Dr. O’Malley found the Q8 was an ideal data acquisition and control interface for this project
because their robotic arm has five degrees of freedom. Having one interface card plugged into one computer slot really simplified the communication from the PC to the hardware. Using one data acquisition card for all the channels allowed her to avoid the unnecessary complexity of adding several cards to get the same 5DOF information. Then, because of QUARC’s pre-defined function block sets. Dr. O’Malley was able to go from interfacing with a model to interfacing with hardware quickly.
As she put it, “The computation speed and the communication speed between the Q8 board and the QUARC environment is excellent, and completely fulfilled our needs. So we were able to gather information quickly, learn what worked and didn’t work, then implement the necessary rapid design changes to the controller.”
This was important, in part because Dr. O’Malley and her research associate were developing all this in conjunction with rehab clinicians who would be dealing with the rehab patients. The strategy they chose was to have hardware in their lab that mirrored the hardware deployed in the hospital.
”In the hospital, the therapists can actually see how well the robot works with their patients. That allowed the therapists to better articulate their needs. For example, they could tell us if they required more range of motion, more or less resistance, or some additional functionality. By using QUARC rapid prototyping software, we had a lab platform that allowed us to quickly modify and update our controller design and deliver on their changes.”
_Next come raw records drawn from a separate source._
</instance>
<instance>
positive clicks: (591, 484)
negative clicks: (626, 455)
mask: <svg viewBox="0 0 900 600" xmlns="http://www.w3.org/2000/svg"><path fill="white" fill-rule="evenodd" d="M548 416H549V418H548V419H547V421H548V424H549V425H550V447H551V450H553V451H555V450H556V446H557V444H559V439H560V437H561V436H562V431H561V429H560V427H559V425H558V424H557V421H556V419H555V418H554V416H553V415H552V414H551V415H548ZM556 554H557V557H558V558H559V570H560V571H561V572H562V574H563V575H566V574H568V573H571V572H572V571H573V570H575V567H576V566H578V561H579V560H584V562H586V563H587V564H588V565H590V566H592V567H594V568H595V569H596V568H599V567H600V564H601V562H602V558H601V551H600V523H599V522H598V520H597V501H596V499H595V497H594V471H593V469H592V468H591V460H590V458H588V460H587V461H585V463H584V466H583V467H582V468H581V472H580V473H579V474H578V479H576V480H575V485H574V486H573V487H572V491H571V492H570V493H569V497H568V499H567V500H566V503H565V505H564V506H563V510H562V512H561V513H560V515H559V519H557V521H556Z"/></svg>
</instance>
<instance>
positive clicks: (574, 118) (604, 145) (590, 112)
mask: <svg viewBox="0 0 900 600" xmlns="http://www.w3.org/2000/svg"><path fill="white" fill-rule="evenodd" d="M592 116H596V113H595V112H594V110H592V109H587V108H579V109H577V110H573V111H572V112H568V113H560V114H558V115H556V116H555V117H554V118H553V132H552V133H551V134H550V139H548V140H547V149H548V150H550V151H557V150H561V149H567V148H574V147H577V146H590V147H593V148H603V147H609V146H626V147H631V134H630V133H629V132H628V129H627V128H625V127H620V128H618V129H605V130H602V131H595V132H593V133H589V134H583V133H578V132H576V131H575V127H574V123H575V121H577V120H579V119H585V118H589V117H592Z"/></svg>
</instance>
How quickly? Dr. O’Malley’s research associate could come back to the lab and implement the latest changes in one afternoon. He could then return to the hospital, upload the new controller design, test it out and it’d be ready to go for the patient the next day. “That’s how quickly QUARC enabled us to refine and implement our controller design. The speed of QUARC is an important key to the whole development process.”
By working with the therapists and patients early in the process, Dr. O’Malley and her associate were able to enact continuous improvement on the hardware and software interface. They’re currently collecting data from a trial with multiple subjects in a more controlled experiment and seeing really positive results of the robotic rehabilitation. “I want to note Quanser’s high level of customer support throughout our development process,” Dr. O’Malley says. It’s not uncommon for my students to get on the phone with someone at Quanser who wrote the block they’re working with. The Quanser Academic Solutions Advisor has been extremely helpful since he knows the problems we were facing, and the applications. He always connects us to the right people to solve or discuss any issue that arises.”
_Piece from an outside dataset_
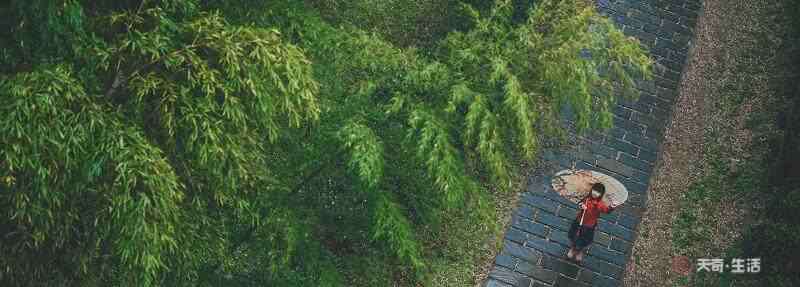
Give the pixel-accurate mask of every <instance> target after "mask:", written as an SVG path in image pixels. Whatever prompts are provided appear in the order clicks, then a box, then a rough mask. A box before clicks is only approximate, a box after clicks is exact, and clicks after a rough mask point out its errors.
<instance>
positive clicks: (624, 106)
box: [614, 99, 652, 130]
mask: <svg viewBox="0 0 800 287" xmlns="http://www.w3.org/2000/svg"><path fill="white" fill-rule="evenodd" d="M617 104H618V105H622V106H624V107H627V108H629V109H631V110H634V111H638V112H640V113H649V112H650V111H651V110H652V106H648V105H645V104H643V103H640V102H639V101H635V100H628V99H618V100H617ZM615 118H618V119H620V120H625V119H623V118H620V117H615ZM614 124H615V125H616V122H615V123H614ZM628 130H630V129H628Z"/></svg>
More funding and new project possibilities
Today the rehab robot project continues to move forward. “Thanks to Quanser hardware and software, our process could be iterative and produce the best output possible in a short amount of time. We now have hard pilot data that positions us to get additional funding to develop the Wrist on a larger scale. We’ve gotten interest from a major funding foundation to move towards a more robust and viable form of the hardware. And the hospital we’re working with wants to deploy to multiple sites potentially.”
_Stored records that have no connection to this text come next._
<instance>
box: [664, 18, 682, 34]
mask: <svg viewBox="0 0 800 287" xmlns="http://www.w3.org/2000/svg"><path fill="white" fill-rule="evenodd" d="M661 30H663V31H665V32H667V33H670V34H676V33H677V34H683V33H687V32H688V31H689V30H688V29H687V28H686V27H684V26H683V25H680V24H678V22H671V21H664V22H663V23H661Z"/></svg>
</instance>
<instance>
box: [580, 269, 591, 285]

There is potential to develop this project beyond the rehabilitation realm. “Broadly speaking, the goal of MAHI is to design and develop robotic or mechatronic devices and their associated controllers to enhance or augment the human sensory-motor control system,” says Dr. O’Malley. “What we’ve learned from with QUARC and the Q8 data acquisition board can help us develop haptic interfaces coupled to virtual environments for training a wide range of new skills. It could be rehabilitation after a stroke or a spinal cord injury, or it could be a pilot learning to fly an airplane. There are some pretty significant similarities between relearning and learning. And we think we now have some pretty impressive hardware and software tools to contribute to that grander development.”